Design.   The study was a single-blinded, randomized, counterbalanced, crossover study. Each subject was studied at three occasions separated by at least 3 wk: at hypoglycemia, at hypoxia, and on a normoglycemic, normoxemic control day. All participants gave written, informed consent to participate, and the study was approved by the Regional Ethics Committee.

Experimental setup.   Subjects were studied after an overnight fast. Two cannulas for blood sampling were placed in the antecubital vein and in the radial artery of the nondominant arm. Baseline blood samples were drawn at time 15 and 45 min. Hereafter, hypoglycemia, hypoxia, or euglycemia/normoxia (placebo) was induced. The stimulus period lasted 60 min. Blood was sampled at 100 (only plasma glucose), 115, 130 (only plasma glucose), and 145 min. Samples at the recovery phase were drawn at 215 min.

Hypoglycemia was induced by subcutaneously fast-acting human insulin [Actrapid; Novo Nordisk, Bagsvaerd, Denmark, 0.2 U/kg, administered twice separated by 30 min: a dosage scheme that resulted in stable hypoglycemia within the target range (plasma glucose 2.5–2.9 mmol/l in pilot studies)]. This regimen was used to avoid the administration of any exogenous substrate (glucose) during the hypoglycemic phase of the experiments and thereby any possible interference with natural glucose fluxes.

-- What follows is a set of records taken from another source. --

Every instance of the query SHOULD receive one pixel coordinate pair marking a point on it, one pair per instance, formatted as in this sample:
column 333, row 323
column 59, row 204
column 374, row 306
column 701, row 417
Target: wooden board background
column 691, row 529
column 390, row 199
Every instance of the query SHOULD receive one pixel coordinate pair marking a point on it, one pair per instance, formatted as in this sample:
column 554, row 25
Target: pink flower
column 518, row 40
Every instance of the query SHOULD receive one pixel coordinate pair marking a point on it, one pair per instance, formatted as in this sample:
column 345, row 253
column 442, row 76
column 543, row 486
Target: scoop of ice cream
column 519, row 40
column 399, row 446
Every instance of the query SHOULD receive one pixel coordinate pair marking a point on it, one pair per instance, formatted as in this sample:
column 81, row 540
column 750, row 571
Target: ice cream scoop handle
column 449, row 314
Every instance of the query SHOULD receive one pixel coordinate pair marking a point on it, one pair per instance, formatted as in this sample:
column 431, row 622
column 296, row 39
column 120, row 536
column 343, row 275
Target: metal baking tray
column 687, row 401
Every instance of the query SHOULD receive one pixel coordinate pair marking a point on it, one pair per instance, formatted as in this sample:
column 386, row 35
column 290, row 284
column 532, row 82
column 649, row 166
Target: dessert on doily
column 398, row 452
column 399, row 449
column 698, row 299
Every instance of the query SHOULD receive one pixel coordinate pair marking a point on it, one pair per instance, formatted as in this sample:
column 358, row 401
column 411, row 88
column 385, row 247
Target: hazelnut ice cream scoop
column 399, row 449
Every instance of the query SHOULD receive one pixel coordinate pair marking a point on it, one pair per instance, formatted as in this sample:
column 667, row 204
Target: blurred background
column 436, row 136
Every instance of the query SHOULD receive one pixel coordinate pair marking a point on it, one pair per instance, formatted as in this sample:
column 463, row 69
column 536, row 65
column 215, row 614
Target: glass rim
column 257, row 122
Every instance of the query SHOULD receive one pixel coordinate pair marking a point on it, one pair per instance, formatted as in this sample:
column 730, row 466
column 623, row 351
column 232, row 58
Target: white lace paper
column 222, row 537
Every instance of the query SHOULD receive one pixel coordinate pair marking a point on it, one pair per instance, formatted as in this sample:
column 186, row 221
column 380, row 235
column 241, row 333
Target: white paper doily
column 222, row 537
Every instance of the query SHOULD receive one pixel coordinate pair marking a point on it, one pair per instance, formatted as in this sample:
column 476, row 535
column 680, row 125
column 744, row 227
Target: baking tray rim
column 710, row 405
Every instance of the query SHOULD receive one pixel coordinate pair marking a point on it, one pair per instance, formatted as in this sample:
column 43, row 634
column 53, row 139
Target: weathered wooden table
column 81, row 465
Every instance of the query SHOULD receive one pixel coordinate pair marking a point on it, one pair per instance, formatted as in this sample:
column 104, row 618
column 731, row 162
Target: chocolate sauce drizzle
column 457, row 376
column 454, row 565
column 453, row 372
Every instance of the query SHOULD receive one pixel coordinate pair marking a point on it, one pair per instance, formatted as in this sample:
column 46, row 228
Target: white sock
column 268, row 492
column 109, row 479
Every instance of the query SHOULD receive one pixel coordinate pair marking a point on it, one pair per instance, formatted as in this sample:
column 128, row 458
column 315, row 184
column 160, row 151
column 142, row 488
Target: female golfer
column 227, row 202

Compared with conventional hyperinsulinemic hypoglycemic clamping, this method is associated with a slightly less constant hypoglycemic level. Euglycemia was restored by ingestion of a small meal consisting of 400 ml of apple juice and a slice of brown bread (55 g). Hypoxemia was induced with a gas mixture containing 12% oxygen administered on a soft facial mask. On the control day, the subjects were given two placebo injections with an insulin pen without insulin and atmospheric air on the mask. During the study, plasma glucose and oxygen saturation were measured regularly using bed-side plasma glucose measurements (HemoCue, HemoCue, Angelholm, Sweden) and a pulse oxymeter (N-180, Nellcor; Tyco Healthcare, Pleasanton, CA), respectively.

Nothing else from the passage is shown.